Tim Sherratt

Sharing recent updates and work-in-progress

May 2022

Working with Trove data – a collection of tools and resources

The ARDC is organising a couple of public forums to help gather researcher requirements for the Trove component of the HASS RDC. One of the roundtables will look at ‘Existing tools that utilise Trove data and APIs’. Last year I wrote a summary of what the GLAM Workbench can contribute to the development of humanities research infrastructure, particularly in regard to Trove. I thought it might be useful to update that list to include recent additions to the GLAM Workbench, as well as a range of other datasets, software, tools, and interfaces that exist outside of the GLAM Workbench.

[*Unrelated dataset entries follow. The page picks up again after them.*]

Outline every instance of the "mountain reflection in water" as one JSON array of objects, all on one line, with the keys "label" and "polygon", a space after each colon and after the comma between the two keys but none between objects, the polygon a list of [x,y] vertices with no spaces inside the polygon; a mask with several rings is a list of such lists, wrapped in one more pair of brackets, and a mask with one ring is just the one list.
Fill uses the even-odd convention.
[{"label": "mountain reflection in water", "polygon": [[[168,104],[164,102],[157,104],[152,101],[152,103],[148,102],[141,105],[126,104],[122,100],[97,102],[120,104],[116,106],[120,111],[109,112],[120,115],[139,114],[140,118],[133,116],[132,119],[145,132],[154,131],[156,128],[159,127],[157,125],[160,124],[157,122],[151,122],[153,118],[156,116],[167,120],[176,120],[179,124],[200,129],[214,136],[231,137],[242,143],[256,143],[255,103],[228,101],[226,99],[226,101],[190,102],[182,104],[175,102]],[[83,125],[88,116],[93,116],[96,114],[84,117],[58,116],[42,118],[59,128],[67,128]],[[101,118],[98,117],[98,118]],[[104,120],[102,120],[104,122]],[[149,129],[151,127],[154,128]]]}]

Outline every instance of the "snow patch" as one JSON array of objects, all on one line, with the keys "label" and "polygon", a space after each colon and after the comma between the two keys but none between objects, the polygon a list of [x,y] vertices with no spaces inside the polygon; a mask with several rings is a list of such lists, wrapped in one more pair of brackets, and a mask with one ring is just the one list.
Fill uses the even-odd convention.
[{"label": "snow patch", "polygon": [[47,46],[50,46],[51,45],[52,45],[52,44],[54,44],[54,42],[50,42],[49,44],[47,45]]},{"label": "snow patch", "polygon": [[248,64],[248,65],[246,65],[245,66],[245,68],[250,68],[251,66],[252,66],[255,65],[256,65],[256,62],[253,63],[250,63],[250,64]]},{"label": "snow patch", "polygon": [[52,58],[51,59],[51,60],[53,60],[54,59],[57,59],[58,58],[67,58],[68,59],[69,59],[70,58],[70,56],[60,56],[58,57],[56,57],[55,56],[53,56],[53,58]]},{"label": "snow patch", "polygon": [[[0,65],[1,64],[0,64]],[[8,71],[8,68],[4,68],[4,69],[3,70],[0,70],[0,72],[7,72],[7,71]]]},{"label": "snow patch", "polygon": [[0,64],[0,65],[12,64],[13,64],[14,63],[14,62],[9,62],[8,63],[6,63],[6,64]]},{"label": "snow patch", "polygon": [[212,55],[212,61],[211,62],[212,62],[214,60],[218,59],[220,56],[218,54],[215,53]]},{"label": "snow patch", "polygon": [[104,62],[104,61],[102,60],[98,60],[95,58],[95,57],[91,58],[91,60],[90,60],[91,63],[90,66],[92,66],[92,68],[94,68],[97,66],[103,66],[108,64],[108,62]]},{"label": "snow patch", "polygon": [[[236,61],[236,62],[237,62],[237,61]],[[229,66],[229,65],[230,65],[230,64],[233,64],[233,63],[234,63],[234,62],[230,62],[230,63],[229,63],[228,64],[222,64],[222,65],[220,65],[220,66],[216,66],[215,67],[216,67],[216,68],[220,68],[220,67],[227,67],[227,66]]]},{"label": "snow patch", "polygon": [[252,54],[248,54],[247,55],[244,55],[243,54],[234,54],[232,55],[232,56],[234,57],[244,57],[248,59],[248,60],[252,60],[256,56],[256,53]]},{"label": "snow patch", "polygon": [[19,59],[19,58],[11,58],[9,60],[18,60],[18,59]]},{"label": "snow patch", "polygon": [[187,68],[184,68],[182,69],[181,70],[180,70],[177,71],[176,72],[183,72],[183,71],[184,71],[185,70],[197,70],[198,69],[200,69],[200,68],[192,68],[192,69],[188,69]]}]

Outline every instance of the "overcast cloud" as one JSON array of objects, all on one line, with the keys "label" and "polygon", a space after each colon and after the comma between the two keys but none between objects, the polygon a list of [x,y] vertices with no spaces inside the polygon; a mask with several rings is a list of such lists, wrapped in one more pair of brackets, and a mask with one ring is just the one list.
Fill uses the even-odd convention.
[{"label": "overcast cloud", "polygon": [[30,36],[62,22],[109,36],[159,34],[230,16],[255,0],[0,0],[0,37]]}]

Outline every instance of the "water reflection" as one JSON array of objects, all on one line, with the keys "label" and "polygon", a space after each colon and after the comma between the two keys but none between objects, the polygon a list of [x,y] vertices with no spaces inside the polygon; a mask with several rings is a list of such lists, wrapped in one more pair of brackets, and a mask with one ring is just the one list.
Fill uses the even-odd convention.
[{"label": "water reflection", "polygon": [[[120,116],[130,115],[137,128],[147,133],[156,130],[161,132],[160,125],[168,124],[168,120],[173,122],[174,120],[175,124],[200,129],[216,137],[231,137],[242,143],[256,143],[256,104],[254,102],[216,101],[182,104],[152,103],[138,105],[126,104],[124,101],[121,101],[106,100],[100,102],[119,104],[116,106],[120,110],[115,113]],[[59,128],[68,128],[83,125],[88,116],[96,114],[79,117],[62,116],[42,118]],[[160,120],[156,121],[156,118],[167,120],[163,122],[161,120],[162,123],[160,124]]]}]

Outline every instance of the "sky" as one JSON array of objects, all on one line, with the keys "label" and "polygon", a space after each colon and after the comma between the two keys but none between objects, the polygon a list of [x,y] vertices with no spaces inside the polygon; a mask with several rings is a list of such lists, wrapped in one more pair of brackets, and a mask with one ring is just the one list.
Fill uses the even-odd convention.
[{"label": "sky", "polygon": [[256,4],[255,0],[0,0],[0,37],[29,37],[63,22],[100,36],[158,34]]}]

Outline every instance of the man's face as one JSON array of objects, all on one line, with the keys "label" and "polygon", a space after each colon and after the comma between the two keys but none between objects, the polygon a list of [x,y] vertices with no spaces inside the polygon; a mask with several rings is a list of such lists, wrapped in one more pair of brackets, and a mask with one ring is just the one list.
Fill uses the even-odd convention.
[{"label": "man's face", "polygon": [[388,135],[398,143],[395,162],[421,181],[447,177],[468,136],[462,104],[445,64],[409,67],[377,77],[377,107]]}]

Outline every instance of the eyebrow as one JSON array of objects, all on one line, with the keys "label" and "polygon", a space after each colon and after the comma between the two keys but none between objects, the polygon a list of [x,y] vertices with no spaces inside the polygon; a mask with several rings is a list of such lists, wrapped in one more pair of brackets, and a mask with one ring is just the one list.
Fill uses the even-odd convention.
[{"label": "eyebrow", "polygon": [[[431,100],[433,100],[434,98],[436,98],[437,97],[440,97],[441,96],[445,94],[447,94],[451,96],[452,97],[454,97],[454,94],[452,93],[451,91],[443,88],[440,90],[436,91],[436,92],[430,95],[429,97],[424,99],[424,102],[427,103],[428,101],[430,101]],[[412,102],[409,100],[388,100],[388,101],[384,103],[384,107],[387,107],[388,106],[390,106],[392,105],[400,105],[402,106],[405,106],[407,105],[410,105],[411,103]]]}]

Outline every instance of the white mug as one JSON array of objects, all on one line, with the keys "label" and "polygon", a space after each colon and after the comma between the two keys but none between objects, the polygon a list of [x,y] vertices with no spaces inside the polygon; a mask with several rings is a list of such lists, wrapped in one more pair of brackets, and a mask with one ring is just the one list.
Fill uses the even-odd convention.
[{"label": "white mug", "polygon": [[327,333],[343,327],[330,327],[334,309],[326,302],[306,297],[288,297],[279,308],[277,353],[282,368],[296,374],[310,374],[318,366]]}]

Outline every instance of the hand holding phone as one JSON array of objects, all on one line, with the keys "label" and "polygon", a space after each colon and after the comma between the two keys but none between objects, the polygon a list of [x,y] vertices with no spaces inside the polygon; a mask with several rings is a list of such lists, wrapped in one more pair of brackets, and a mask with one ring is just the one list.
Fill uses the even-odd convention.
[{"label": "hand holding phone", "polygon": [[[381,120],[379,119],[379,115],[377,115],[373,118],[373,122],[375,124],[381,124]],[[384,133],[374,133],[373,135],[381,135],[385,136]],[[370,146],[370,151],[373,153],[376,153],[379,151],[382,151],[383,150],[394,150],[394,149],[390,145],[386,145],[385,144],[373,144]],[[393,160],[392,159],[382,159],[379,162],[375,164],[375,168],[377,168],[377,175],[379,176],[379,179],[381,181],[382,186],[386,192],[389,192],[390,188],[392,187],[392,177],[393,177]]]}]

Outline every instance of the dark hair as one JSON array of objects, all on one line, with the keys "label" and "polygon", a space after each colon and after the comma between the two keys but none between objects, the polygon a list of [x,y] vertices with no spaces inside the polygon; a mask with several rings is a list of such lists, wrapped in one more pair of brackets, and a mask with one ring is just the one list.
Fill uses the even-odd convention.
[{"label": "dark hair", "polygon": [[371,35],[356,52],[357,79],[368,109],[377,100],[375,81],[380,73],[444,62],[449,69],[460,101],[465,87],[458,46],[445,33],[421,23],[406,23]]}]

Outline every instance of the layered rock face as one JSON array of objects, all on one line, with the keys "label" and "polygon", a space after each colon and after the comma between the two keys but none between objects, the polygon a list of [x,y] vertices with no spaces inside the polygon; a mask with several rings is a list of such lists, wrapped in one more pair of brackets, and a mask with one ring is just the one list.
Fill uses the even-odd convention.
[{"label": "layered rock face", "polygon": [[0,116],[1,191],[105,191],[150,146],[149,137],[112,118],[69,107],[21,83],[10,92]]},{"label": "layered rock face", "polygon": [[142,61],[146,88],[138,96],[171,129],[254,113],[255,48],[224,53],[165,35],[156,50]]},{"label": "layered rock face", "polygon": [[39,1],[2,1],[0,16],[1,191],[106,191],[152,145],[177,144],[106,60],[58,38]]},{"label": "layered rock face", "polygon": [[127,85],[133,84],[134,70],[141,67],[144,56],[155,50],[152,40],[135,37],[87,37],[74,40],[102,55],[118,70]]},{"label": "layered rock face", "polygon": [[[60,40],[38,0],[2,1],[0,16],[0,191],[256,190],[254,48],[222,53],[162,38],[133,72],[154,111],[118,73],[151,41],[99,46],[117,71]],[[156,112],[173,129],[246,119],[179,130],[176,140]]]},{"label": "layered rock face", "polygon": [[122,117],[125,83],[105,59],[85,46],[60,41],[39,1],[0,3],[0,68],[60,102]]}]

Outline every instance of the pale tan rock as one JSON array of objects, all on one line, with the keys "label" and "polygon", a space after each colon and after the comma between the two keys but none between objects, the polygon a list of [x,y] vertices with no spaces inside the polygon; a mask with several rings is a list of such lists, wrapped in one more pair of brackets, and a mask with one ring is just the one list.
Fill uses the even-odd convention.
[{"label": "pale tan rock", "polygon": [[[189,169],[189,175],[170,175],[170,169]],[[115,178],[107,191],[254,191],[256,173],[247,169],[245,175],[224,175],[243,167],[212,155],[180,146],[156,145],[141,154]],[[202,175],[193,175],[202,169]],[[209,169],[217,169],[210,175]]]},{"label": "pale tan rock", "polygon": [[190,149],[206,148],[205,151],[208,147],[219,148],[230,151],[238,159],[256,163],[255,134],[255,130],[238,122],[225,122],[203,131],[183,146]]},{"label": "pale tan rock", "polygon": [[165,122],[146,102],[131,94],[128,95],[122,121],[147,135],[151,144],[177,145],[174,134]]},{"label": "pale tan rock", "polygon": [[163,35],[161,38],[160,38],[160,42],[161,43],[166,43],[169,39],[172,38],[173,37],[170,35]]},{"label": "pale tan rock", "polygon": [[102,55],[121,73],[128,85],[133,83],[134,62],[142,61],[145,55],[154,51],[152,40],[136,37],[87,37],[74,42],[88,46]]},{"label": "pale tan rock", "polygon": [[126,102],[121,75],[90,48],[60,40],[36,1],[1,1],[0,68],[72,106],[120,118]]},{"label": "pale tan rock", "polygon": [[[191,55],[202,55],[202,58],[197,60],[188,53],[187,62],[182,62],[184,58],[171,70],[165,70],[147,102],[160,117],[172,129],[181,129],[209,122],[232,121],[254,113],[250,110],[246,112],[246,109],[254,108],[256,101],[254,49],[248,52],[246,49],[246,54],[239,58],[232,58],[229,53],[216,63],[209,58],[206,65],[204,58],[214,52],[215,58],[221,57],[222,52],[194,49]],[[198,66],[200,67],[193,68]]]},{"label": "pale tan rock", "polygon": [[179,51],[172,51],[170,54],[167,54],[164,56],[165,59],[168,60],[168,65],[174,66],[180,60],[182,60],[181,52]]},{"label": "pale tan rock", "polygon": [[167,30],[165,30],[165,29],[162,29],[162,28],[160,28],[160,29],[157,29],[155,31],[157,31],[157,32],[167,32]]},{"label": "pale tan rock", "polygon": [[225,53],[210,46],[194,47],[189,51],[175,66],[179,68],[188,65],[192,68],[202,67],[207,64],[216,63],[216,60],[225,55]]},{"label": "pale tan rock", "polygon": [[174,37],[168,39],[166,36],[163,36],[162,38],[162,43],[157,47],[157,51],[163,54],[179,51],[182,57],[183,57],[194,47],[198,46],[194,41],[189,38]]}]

Since last year’s post I’ve also been working hard to integrate the GLAM Workbench with other eResearch services such as Nectar and CloudStor, and to document and support the ways that individuals and institutions can contribute code and documentation.

Getting and moving data

There’s lots of fabulous data in Trove and other GLAM collections. In fact, there’s so much data that it can be difficult for researchers to find and collect what’s relevant to their interests. There are many tools in the GLAM Workbench to help researchers assemble their own datasets. For example:

  • Get newspaper articles in bulk with the Trove Newspaper and Gazette Harvester – This has been around in some form for more than ten years (it pre-dates the Trove API!). Give it the url of a search in Trove’s newspapers and gazettes and the harvester will save all the metadata in a CSV file, and optionally download the complete articles as OCRd text, images, or PDFs. The amount of data you harvest is really only limited by your patience and disk space. I’ve harvested more than a million articles in the past. The GLAM Workbench includes a web app version of the harvester that runs live in the cloud – just paste in your Trove API key and the search url, and click the button.
  • Harvest information about newspaper issues – When you search Trove’s newspapers, you find articles – these articles are grouped by page, and all the pages from a particular date make up an issue. But how do you find out what issues are available? On what dates were newspapers published? This notebook shows how you can get information about issues from the Trove API.
  • Get Trove newspaper pages as images – If you need a nice, high-resolution version of a newspaper page you can use this web app. If you want to harvest every front page (or some other particular page) here’s an example that gets all the covers of the Australian Women’s Weekly. A pre-harvested collection of the AWW covers is included as a bonus extra.
  • Get Trove newspaper articles as images – The Trove web interface makes it difficult to download complete images of articles, but this tool will do the job. There’s a handy web app to grab individual images, but the code from this tool is reused in other places such as the Trove Newspaper Harvester and the Omeka uploader, and could be built-in to your own research workflows.
  • Harvest the issues of a newspaper as PDFs – This notebook harvests whole issues of newspapers as PDFs – one PDF per issue.
  • Upload Trove newspaper articles to Omeka – Whether you’re creating on online exhibition or building a research database, Omeka can be very useful. This notebook connects Trove’s newspapers to Omeka for easy upload. Your selected articles can come from a search query, a Trove list, a Zotero library, or just a list of article ids. Metadata records are created in Omeka for each article and newspaper, and an image of each article is attached. My Omeka S Tools software package also includes an example using Trove newspapers.
  • Get OCRd text from digitised periodicals in Trove – They’re often overshadowed by the newspapers, but there’s now lots of digitised journals, magazines, and parliamentary papers in Trove. You can get article-level data from the API, but not issue data. This notebook enables researchers to get metadata and OCRd text from every available issue of a periodical. To make researchers’ lives even easier, I regularly harvest all the available OCRd text from digitised periodicals in Trove. The latest harvest downloaded 51,928 issues from 1,163 periodicals – that’s about 10gb of text. You can browse the list of periodicals with OCRd text, or search this database. All the OCRd text is stored in a public repository on CloudStor.
  • Get page images from digitised periodicals in Trove – There’s more than text in digitised periodicals, and you might want to download images of pages for visual analysis. This notebook shows you how to get cover images, but could be easily modified to get another page, or a PDF. I used a modified version of this to create a collection of 3,471 full page editorial cartoons from The Bulletin, 1886 to 1952 – all available to download from CloudStor.
  • Get OCRd text from digitised books in Trove – Yep, there’s digitised books as well as newspapers and periodicals. You can download OCRd text from an individual book using the Trove web interface, but how do you make a collection of books without all that pointing and clicking? This notebook downloads all the available OCRd text from digitised books in Trove. The latest harvest includes text from 26,762 works. You can explore the results using this database.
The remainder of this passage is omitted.